Der Großteil der Glieder der katholisch-apostolischen Gemeinde Hamburg wurde nach der Anerkennung des 1863 in Königsberg neugerufenen Apostels Rosochacky aus der Gemeinde der katholisch-apostolischen Christen ausgeschlossen.
Durch diesen Ausschluss entstand die „Allgemeine christliche apostolische Mission“ (AcaM).
Wichtige Rollen spielten damals der Prophet Heinrich Geyer, der die umstrittene Rufung entgegen dem Willen der englischen Apostel vornahm, und der Engel der Gemeinde Hamburg Friedrich Wilhelm Schwarz. Dieser entstammte einer Bauernfamilie, lernte aber das Schneiderhandwerk. Er fühlte die Berufung zum Missionar und ging deshalb nach Berlin, wo er mit den katholisch-apostolischen Gemeinden in Kontakt kam.

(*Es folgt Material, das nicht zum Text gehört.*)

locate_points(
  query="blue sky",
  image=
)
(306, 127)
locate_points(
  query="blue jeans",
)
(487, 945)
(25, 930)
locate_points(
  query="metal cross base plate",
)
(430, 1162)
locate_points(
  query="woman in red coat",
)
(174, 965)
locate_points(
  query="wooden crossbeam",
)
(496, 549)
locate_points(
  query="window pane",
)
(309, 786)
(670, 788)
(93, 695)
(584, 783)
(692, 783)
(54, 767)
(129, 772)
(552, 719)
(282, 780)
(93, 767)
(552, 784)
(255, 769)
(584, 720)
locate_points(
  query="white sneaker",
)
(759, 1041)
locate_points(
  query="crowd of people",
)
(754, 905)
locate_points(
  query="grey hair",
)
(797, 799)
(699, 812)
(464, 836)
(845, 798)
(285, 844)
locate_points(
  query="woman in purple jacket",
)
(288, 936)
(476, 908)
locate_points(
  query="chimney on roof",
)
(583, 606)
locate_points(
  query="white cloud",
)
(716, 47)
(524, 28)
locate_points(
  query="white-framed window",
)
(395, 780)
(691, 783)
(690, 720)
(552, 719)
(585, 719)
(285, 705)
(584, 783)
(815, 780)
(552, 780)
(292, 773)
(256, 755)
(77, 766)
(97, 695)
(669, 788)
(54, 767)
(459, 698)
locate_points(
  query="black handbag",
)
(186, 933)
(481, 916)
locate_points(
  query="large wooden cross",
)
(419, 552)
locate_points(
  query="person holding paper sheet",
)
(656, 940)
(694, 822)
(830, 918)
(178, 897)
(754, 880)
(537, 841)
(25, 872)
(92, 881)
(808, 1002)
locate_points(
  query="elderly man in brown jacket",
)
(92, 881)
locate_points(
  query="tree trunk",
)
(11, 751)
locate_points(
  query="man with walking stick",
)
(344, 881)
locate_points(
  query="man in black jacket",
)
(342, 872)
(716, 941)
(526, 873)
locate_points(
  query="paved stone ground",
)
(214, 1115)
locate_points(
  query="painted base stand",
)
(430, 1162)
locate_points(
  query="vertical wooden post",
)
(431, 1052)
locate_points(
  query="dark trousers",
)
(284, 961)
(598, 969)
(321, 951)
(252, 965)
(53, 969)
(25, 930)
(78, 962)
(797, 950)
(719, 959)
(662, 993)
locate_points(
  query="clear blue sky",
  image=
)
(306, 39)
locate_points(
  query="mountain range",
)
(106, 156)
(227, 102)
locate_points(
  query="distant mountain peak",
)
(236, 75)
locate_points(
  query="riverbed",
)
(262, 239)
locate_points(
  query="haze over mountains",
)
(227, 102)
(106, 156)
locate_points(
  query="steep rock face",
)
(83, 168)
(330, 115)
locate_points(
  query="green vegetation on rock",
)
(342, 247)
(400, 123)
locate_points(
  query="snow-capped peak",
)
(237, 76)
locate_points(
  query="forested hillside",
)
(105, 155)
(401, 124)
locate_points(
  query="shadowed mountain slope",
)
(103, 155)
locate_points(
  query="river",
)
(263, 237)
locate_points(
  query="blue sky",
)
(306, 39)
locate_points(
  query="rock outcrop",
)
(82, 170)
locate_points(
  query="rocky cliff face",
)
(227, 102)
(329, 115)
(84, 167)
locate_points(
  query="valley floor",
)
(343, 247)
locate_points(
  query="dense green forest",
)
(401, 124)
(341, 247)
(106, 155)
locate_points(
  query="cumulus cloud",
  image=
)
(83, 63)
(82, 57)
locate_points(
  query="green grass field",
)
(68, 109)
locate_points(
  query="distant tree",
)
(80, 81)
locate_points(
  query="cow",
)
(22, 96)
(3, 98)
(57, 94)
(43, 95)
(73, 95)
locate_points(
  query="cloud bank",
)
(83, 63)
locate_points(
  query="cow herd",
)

Apostel Carlyle ordinierte ihn 1850 zum Priester. Apostel Woodhouse weihte ihn später zum Engel (=Bischof). Er war Leiter der Hamburger Gemeinde im Ältestenamt und damit dem Berliner Engel Rothe unterstellt, da die Hamburger Gemeinde eine Filialgemeinde (= Horngemeinde) von Berlin war.
Die Hamburger katholisch-apostolische Gemeinde wuchs unter Führung von Schwarz von 20 auf 150 Mitglieder an. Der Prophet Heinrich Geyer unterrichtete Schwarz im Dezember 1862 über seine Suspension vom Amt und die früher erfolgte Apostelberufung Rosochackys in Königsberg. Schwarz sympathisierte schon lange mit Geyers Vorstellungen von einer Weiterführung des Apostelamtes. Er lud Geyer und Rosochacky nach Hamburg ein.
Geyer erschien trotz Suspension in vollem Ornat zum Gottesdienst am 4. Januar 1863, wo er Rosochacky als Apostel annahm. Die große Mehrheit der Gemeinde Hamburg, bis auf fünf Mitglieder, stellte sich hinter Schwarz, Geyer und Rosochacky. Engel Rothe aus Berlin konnte die Gemeinde am 7. Januar nicht umstimmen und suspendierte alle Hamburger Amtsträger, die Geyer folgten. Es kam zu einem Kirchenausschlussverfahren gegen Geyer und Schwarz. Am 27. Januar 1863 erging das Urteil und sie wurden von ihren Ämtern enthoben und ausgeschlossen. Die Trennung war vollzogen.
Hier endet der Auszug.